The point of arguments like Williams’ is to demonstrate the sophistication necessary to conduct America’s foreign policy and to paint its critics as naive. But it’s precisely that kind of thinking that leads to a decades-long partnership with a problematic ally like Saudi Arabia. The point of Sanders’s speech was to chip away at tired certainties, to question fundamental beliefs, to break out of old ways of thinking. That is not naive. It is a rare example of a prominent American politician rejecting a dangerous calculus.

Obama’s record makes Sanders’ alternative approach particularly necessary. In a January post for the Council on Foreign Relations, Micah Zenko argued that Obama bequeathed Donald Trump a robust “targeted killing program.” Though Obama had placed some limitations on the drone program—limitations Trump is set to roll back—they are insufficient. “Many needed reforms were left undone—in large part because there was zero pressure from congressional members, who, with few exceptions, were the biggest cheerleaders of drone strikes,” Zenko wrote.

Meanwhile, Obama’s signature diplomatic achievement—the Iran nuclear deal—still has Democratic detractors. For the most part, Democrats and Republicans speak with one voice when it comes to supporting Israel and its treatment of Palestinians; the idea of reducing aid to Israel, something Sanders expressed some support for in a lengthy interview with The Intercept’s Mehdi Hasan, is near-heresy by the standards of both parties. They differ little on defense spending as well. Only four Democratsin addition to Sandersvoted against the $700 billion defense policy bill.

Coming in a week in which Republicans were trying to repeal Obamacare, that vote demands a debate about national priorities, and Sanders is one of the few politicians willing to start one. “How tragic it is that today, while hundreds of millions of people live in abysmal poverty, the arms merchants of the world grow increasingly rich as governments spend trillions of dollars on weapons of destruction,” he said at Westminster. What is remarkable about this statement is not the profundity of the insight, but that it is so uncommon in Washington.
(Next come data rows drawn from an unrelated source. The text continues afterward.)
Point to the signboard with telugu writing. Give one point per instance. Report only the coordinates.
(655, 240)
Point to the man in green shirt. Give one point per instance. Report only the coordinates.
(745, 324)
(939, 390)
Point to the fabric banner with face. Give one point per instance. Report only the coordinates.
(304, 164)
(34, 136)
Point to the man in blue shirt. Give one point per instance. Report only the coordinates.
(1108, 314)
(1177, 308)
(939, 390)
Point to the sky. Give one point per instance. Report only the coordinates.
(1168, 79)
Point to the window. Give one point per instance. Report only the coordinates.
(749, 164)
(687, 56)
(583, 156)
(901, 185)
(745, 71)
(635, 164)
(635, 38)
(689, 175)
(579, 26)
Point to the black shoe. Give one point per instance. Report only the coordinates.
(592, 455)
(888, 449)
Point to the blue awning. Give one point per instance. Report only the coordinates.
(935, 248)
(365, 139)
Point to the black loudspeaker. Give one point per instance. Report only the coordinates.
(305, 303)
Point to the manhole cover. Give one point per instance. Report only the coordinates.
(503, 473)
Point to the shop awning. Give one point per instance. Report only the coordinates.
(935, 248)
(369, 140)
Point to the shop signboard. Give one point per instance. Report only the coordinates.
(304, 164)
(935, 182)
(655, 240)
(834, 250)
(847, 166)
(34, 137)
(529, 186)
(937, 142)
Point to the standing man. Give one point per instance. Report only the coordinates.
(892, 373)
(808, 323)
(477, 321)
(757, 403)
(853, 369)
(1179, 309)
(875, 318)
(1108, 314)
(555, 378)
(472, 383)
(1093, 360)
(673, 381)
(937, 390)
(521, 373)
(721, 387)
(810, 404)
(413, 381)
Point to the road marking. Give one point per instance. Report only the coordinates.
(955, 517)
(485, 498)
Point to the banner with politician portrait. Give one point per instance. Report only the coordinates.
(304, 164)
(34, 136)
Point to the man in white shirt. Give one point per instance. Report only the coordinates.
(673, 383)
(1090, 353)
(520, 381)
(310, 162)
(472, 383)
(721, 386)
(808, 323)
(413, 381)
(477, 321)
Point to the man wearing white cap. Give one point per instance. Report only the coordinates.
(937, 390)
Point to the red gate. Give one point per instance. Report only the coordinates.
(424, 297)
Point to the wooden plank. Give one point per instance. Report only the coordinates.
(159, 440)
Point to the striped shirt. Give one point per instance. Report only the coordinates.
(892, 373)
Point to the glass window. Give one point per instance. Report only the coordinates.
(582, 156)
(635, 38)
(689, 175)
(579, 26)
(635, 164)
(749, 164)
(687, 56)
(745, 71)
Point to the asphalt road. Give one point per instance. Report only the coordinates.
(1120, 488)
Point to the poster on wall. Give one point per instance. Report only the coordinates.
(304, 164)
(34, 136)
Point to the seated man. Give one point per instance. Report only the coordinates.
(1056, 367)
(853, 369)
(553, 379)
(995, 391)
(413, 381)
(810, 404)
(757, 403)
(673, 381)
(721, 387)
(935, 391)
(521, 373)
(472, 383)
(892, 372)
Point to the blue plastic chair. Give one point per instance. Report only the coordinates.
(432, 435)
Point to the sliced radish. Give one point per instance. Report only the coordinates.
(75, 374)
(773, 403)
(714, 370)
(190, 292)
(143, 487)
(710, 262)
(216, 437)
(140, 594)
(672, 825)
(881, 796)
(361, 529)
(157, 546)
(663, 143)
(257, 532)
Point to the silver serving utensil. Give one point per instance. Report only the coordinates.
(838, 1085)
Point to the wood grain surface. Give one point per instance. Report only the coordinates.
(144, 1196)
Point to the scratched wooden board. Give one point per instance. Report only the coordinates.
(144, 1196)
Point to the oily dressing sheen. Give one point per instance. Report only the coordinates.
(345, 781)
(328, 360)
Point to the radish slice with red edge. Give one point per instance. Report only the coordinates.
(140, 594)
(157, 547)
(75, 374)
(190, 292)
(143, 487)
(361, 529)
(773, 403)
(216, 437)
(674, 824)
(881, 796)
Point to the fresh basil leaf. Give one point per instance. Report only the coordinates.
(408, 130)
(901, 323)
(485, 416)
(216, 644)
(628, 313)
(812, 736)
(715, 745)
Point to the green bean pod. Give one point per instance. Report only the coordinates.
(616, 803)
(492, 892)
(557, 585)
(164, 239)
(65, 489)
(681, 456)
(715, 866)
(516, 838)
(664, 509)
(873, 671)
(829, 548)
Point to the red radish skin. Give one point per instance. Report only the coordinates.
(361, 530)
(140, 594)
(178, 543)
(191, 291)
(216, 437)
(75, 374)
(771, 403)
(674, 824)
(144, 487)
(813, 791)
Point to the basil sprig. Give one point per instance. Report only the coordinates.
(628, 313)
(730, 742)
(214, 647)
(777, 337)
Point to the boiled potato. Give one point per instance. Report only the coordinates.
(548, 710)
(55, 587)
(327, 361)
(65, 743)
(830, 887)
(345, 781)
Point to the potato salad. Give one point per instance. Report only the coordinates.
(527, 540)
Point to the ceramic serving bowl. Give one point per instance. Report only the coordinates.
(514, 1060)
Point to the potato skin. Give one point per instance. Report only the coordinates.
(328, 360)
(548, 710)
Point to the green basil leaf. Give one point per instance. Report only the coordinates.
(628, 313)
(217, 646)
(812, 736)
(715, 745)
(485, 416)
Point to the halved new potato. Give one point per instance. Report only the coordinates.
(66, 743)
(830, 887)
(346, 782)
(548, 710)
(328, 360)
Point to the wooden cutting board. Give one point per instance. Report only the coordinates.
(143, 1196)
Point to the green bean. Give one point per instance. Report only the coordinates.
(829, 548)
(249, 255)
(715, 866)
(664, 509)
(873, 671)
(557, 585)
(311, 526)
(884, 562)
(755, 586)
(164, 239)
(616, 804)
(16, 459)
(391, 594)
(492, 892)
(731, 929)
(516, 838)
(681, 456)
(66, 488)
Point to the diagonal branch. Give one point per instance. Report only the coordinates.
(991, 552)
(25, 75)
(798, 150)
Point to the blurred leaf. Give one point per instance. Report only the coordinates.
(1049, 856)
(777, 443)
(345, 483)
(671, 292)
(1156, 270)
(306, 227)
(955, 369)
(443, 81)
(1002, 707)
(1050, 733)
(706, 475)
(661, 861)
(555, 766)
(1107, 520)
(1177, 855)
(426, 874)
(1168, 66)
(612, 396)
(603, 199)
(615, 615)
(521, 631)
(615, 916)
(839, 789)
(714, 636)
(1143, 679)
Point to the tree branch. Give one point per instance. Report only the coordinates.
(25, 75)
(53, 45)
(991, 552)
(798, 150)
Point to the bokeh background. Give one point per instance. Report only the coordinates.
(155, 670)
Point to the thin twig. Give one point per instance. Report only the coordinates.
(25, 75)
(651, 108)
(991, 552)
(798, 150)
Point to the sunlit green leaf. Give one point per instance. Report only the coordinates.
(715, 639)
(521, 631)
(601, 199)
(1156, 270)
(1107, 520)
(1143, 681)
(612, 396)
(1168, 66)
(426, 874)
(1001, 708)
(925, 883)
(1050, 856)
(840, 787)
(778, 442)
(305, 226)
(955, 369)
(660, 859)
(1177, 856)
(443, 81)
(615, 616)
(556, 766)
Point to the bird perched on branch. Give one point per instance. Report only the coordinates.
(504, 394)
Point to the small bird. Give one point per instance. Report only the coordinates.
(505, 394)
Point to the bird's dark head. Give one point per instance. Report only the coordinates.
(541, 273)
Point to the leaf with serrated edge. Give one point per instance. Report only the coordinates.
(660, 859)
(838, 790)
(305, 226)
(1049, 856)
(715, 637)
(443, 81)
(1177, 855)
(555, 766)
As Democrats plot the party’s path in the Trump era, they will need to reconsider their priorities. In a depressing sign of where things are heading, the U.S. military is undertaking a massive expansion of the Green Zone in Kabul, an acknowledgment that the city has only grown more dangerous over the past 16 years. It also underscores that the U.S. is committed to remaining in Afghanistan through the 2020s at least—and this is a commitment Democrats must question. Policing the world takes money that could be used to expand access to health care and education. Valorizing military aggression only cedes ground to Trumpism, with its fetishization of generals and its warmongering bluster. Sanders is right. The status quo isn’t working.